Thursday, November 11, 2004

Weakness is strength

I listened to a speaker today talk about how the world of today is designed around strength. We want to be strong, we want our weapons to be potent, our countries to be powerful, our armies to be overwhelming. Only by being strong are we strong, goes this very martial form of thinking.

But he quoted a book by Jean Vanier, who asserts, "Weakness is strength." What a thing to say! What strength is there in weakness? It turns out all the strength in the world. All I can think of as I consider this is how young David, the ruddy faced young boy of Jesse, was the only one brave enough to stand up to the big and boastful Philistine named Goliath. Everyone knows how that turned out.

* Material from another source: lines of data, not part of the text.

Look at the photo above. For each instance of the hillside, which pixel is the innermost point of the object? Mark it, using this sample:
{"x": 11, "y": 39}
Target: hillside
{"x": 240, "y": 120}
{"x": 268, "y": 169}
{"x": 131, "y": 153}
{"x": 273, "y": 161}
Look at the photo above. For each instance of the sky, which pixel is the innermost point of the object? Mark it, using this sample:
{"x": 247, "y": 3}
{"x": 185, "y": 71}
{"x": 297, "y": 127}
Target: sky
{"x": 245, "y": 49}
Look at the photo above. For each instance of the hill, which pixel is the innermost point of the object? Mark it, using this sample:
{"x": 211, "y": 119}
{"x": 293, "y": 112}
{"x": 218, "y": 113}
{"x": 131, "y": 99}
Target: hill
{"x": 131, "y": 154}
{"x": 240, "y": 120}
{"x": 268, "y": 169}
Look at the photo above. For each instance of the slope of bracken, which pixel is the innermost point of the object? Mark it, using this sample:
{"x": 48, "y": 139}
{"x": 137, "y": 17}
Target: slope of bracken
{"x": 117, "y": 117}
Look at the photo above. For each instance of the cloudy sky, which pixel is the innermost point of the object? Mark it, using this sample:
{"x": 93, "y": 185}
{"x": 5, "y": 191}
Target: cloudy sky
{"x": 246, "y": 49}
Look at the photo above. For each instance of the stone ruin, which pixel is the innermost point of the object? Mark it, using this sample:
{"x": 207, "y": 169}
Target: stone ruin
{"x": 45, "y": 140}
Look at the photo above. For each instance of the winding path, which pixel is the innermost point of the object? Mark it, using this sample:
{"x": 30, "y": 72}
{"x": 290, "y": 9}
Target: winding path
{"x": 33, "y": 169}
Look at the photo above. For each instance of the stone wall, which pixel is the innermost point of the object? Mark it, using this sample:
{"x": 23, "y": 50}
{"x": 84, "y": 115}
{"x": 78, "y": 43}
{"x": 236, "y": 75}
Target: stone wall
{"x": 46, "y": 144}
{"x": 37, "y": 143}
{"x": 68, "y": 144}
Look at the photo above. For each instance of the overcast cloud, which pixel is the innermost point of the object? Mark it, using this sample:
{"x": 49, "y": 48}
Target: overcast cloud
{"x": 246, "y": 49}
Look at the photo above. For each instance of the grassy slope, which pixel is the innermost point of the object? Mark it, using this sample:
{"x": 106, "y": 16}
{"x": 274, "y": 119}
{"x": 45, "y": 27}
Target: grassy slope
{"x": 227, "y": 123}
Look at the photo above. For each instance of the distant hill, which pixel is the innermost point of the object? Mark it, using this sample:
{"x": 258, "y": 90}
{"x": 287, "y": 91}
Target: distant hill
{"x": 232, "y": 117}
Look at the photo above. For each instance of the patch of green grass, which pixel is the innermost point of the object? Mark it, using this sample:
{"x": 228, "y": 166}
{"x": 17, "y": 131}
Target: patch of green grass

In humility, we demonstrate our trust in God. In gentleness, we show our love, which comes from God. In vulnerability, we show our faith, a witness to the might of God. This last is what David did. And finally, in age, we acquire wisdom, fruit of the Word of God. All of these virtues, all the virtues of the Beatitudes, are the virtues of those who dare to be small, meek, and powerless. Big deeds of strength and war are the ways of the Roman gods of long ago, or the Greek heroes - ones like Achilles, whose weaknesses were not their strength, but their soft underbelly. Not so Christian saints and heroes. Our God was the one who came not to be served, but to serve. Our martyrs were not warriors dying in battle, but ordinary people rising to greatness by peacefully refusing to give up their faith at sword-point.

Weakness is strength. Sounds a little like 1984 to say it, but relying on God's strength, and not our own, allows us to tap into the universe's only real power. Save for that, we are only reeds blowing in the wind.